И снова всю ночь мистер Джордж Никсон не мог уснуть. Мешал надсадный стон шпангоутов.Он метался на мягком губчатом матрасе, вставал, подходил к иллюминатору, плотнее задергивал штору, чтобы проклятый лунный свет не проникал к каюту… Даже курил, чего давно себе не позволял. Пугающая боль то нарастала, то отпускала. Дышать было трудно.

Он оделся потеплее,поднял меховой воротник пальто и вышел на палубу.

Лунный свет, словно удесятеренный платиновыми льдами, сиял над скованным океаном. Конечно, в этом и было все дело, в проклятом лунном свете! У него колдовская сила, он лишает покоя. Полная луна, бледная,как угасшее Солнце, висела над обледеневшими снастями.

На мостике топтался капитан,закутанный шарфами. Не годится этот прогулочный щеголь для полярных рейсов, черт бы его побрал! И чего он торчит ночью на своем дурацком мостике?

И как бы в ответ издалека донесся грозный рокот. Льды наползали на поля, выпучивали их зубчатыми хребтами. Ледяной вал мог докатиться и до жалкой, вмерзшей в лед яхты. Вот тогда и хрустнут окончательно шпангоуты…и не помогут смешные паруса или бесполезные атомные двигатели. Одна надежда на геликоптеры. А этот болван Ральф все цепляется за ненужную скорлупу.

Мистер Джордж Никсон вернулся в каюту, разделся, лег, но не мог согреться под одеялом.

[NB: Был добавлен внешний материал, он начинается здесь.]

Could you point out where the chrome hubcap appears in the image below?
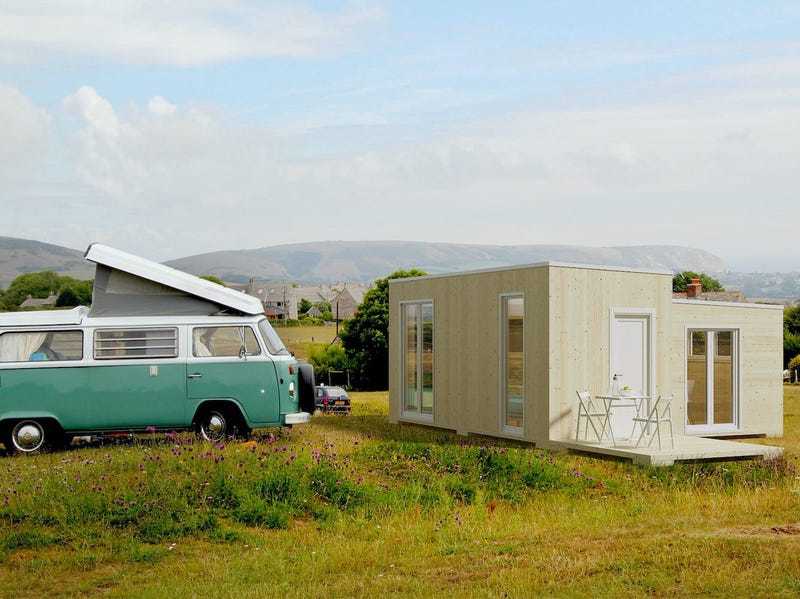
[203,412,226,441]
[11,421,44,452]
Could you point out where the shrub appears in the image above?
[341,269,427,389]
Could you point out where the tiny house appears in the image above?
[0,244,314,453]
[389,262,783,460]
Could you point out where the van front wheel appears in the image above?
[3,420,47,453]
[197,409,228,443]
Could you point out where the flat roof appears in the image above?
[672,298,784,310]
[0,306,89,327]
[389,261,674,284]
[85,243,264,315]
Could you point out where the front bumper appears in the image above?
[283,412,311,425]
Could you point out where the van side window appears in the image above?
[94,329,178,360]
[0,331,83,362]
[192,327,261,358]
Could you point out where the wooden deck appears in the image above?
[556,435,783,466]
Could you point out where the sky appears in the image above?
[0,0,800,271]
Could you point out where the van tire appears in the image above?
[3,418,59,455]
[194,403,250,443]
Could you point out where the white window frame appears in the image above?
[0,326,85,370]
[497,291,528,437]
[186,323,264,362]
[398,299,436,423]
[91,325,181,363]
[683,325,742,436]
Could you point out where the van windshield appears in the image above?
[258,318,289,356]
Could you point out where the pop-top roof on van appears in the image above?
[0,306,89,327]
[85,243,264,316]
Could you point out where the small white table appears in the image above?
[596,393,650,447]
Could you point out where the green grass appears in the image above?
[275,325,341,360]
[0,387,800,597]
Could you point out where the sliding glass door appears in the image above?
[686,329,739,433]
[401,301,433,418]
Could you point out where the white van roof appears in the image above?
[0,306,89,328]
[85,243,264,315]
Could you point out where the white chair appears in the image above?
[575,391,610,443]
[633,395,675,449]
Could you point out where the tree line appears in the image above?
[0,270,93,312]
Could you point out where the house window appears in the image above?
[192,327,261,358]
[500,295,525,433]
[94,328,178,360]
[686,330,739,429]
[0,331,83,362]
[401,302,434,417]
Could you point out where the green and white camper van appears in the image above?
[0,244,314,453]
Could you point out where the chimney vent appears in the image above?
[686,277,703,298]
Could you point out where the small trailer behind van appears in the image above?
[0,244,314,453]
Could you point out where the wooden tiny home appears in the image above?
[389,262,783,460]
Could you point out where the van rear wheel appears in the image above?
[3,420,48,454]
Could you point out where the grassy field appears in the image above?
[0,387,800,597]
[275,325,336,360]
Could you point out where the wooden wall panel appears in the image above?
[389,267,548,441]
[549,267,672,440]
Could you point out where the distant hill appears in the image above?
[0,237,94,287]
[167,241,725,283]
[719,272,800,301]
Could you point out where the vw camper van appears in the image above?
[0,244,314,453]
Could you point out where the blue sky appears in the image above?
[0,0,800,270]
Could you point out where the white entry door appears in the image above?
[611,313,652,439]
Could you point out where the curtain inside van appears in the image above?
[89,264,224,316]
[0,333,47,362]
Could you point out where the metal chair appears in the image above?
[633,395,675,449]
[575,391,608,443]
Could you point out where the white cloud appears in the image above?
[0,85,50,183]
[147,96,178,116]
[0,63,800,267]
[0,0,383,67]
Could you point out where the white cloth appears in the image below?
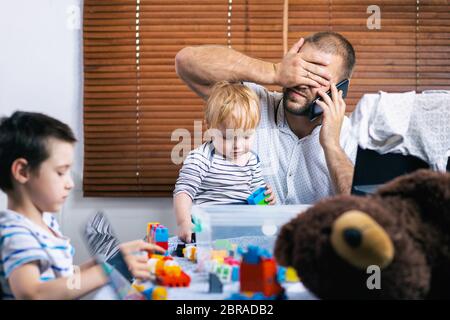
[244,82,357,204]
[351,90,450,171]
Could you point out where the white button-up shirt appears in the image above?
[244,82,357,204]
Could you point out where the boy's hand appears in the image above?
[119,240,166,280]
[264,184,277,206]
[178,220,194,243]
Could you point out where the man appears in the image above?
[176,32,357,204]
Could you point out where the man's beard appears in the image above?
[283,89,312,117]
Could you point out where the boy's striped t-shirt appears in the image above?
[0,210,74,299]
[174,142,265,204]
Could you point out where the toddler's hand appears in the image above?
[264,184,277,206]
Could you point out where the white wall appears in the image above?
[0,0,175,263]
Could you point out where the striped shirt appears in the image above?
[174,142,265,204]
[0,210,74,299]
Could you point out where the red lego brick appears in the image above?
[157,271,191,287]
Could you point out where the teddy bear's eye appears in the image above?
[321,227,331,235]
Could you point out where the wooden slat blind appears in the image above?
[83,0,450,197]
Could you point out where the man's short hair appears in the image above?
[0,111,77,192]
[305,31,356,80]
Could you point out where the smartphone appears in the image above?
[309,79,350,121]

Боль стала невыносимой.

Проклиная все на свете, он встал, накинул на себя халат и пошел будить Амелию, спавшую в соседней каюте-спальне.

— Что с вами, дорогой?- спросила Амелия, едва он приоткрыл дверь.

— Все то же, словно вам это неизвестно,- огрызнулся мистер Джордж Никсон.

Амелия зажгла ночник в форме черепахи с вытянутой шеей и светящимися глазами, спустила ноги на мягкий коврик и потянулась за пушистым халатиком.

Мистер Джордж Никсон брезгливо посмотрел на ее ноги:

— Не понимаю, почему пижама должна быть в обтяжку,- буркнул он.

— Малышу не хочется выпить?- спросила Амелия, забираясь с ногами на постель, укутывая их полами халата и обнимая руками.- Джин, коктейль, виски?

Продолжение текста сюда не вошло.